Gemeinsam mit dem SPD-Ortsverein Hösbach und Vertretern der Arbeitsgemeinschaft „Selbst Aktiv – Menschen mit Behinderung in der SPD“ hatte die Landtagsabgeordnete Martina Fehlner zu einem Rundgang zum Thema „Barrierefreies Hösbach“ eingeladen. Rund 30 Teilnehmer waren gekommen, um verschiedenste Bereiche der Ortsmitte sowie öffentliche Gebäude und Plätze einem umfangreichen Faktencheck zu unterziehen – vom Kultur- und Sportpark, über den Friedhof bis hin zum Rathaus und dem Marktplatz. Das gemeinsame Fazit von Martina Fehlner und Tolga Calik, 1. Vorsitzender des SPD-Ortsvereins: „In Hösbach ist vieles schon ganz passabel, doch gibt es auch noch einiges zu tun in Sachen Barrierefreiheit. Vor allem bei wichtigen Details besteht noch Nachbesserungsbedarf!“

Der auf einen elektrischen Rollstuhl angewiesene Günter Fries von der SPD-AG Selbst Aktiv bemängelt die oft fehlenden abgesenkten Bordsteinkanten im gesamten Altort. Negativ fielen bei dem Rundgang außerdem die zum Teil äußerst schmalen Bordsteine entlang der Hauptstraße, ein nicht optimal zu bedienender Aufzug zum Parkdeck unter dem Marktplatz sowie ein nicht durchgehend asphaltierter Gehsteig im Bereich des Franz-Göhler-Seniorenstifts auf. Als positives Bespiel wurde von Maria Schäfer, Seniorenbeauftragte des Marktes Hösbach, der Friedhof genannt. Hier seien bereits viele Verbesserungen für die mobilitätseingeschränkten Besucher umgesetzt worden. Auch das Hösbacher Rathaus verfügt seit vielen Jahren schon über einen barrierefreien Zugang und einen Aufzug. Außerdem stünden die Mitarbeiter im Rathaus jederzeit zu Hilfestellungen zur Verfügung, betonte der 2. Bürgermeister Manfred Herold. Lediglich an der Beschilderung bestünde noch Verbesserungsbedarf.

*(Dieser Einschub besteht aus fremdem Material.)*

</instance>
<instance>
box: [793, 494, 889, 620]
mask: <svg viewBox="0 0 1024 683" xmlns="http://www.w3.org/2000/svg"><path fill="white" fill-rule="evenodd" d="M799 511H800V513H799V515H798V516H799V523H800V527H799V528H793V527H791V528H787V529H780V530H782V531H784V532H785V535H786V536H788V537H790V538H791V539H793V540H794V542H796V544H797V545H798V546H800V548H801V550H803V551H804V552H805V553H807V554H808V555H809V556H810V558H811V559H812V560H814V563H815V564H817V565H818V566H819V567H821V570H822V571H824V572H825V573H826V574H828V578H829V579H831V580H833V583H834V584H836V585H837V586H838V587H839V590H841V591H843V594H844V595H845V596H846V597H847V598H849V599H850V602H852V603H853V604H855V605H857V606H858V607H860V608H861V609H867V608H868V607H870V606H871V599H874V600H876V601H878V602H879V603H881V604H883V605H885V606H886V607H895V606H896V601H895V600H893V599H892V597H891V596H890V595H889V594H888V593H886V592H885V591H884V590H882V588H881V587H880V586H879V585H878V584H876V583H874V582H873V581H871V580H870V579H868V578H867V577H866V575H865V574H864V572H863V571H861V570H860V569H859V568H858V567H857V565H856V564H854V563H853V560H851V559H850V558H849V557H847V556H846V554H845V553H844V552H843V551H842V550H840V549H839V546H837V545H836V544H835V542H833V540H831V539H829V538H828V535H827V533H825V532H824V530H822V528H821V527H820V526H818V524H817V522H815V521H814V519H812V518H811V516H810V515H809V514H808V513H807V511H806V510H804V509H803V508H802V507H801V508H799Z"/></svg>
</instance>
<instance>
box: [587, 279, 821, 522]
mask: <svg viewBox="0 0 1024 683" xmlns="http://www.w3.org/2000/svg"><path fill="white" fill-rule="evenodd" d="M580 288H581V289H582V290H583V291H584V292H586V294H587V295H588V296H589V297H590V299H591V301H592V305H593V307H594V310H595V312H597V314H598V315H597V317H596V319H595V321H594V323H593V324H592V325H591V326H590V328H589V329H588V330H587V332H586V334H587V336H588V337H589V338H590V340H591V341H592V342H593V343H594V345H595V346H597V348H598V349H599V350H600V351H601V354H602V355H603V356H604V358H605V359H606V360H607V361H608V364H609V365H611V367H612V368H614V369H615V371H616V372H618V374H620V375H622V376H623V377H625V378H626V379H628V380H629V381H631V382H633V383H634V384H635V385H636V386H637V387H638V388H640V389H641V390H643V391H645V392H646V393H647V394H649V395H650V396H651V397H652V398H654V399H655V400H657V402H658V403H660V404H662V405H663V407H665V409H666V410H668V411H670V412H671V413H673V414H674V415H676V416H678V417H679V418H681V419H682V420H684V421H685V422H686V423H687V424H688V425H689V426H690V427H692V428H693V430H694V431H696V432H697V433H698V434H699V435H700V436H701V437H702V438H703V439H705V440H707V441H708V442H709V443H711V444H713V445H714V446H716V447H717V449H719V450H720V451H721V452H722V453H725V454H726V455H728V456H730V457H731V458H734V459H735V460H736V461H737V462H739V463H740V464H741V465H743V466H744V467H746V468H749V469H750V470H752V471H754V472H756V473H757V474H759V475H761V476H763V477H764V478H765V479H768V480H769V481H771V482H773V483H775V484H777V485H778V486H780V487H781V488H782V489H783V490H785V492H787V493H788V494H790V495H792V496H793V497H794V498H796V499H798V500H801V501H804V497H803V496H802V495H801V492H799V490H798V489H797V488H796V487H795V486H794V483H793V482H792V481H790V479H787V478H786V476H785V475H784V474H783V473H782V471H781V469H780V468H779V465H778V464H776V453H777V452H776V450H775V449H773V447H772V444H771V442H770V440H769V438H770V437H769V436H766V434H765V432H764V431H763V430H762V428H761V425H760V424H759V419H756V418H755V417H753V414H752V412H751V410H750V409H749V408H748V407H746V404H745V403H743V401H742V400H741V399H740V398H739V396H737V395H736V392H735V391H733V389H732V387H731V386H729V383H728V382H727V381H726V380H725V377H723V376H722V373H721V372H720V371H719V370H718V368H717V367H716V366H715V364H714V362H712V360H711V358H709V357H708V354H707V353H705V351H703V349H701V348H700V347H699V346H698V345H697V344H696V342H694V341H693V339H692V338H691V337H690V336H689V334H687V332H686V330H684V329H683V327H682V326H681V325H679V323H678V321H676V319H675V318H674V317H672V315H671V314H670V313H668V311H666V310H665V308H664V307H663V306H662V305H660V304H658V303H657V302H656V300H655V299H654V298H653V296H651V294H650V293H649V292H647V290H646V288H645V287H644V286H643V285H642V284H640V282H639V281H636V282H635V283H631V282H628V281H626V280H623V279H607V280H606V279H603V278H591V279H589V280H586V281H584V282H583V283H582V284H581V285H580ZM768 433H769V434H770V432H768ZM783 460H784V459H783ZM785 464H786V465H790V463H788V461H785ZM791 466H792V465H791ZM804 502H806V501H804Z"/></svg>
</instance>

Barrierefreiheit in allen öffentlichen Bereichen zu schaffen, darin sieht Martina Fehlner eine wichtige gesellschaftliche Aufgabe: „Menschen mit Behinderungen müssen sich ebenso wie Senioren und Eltern mit Kleinkindern im öffentlichen Raum bewegen können, ohne ständig auf Hindernisse zu stoßen“, so ihre Forderung.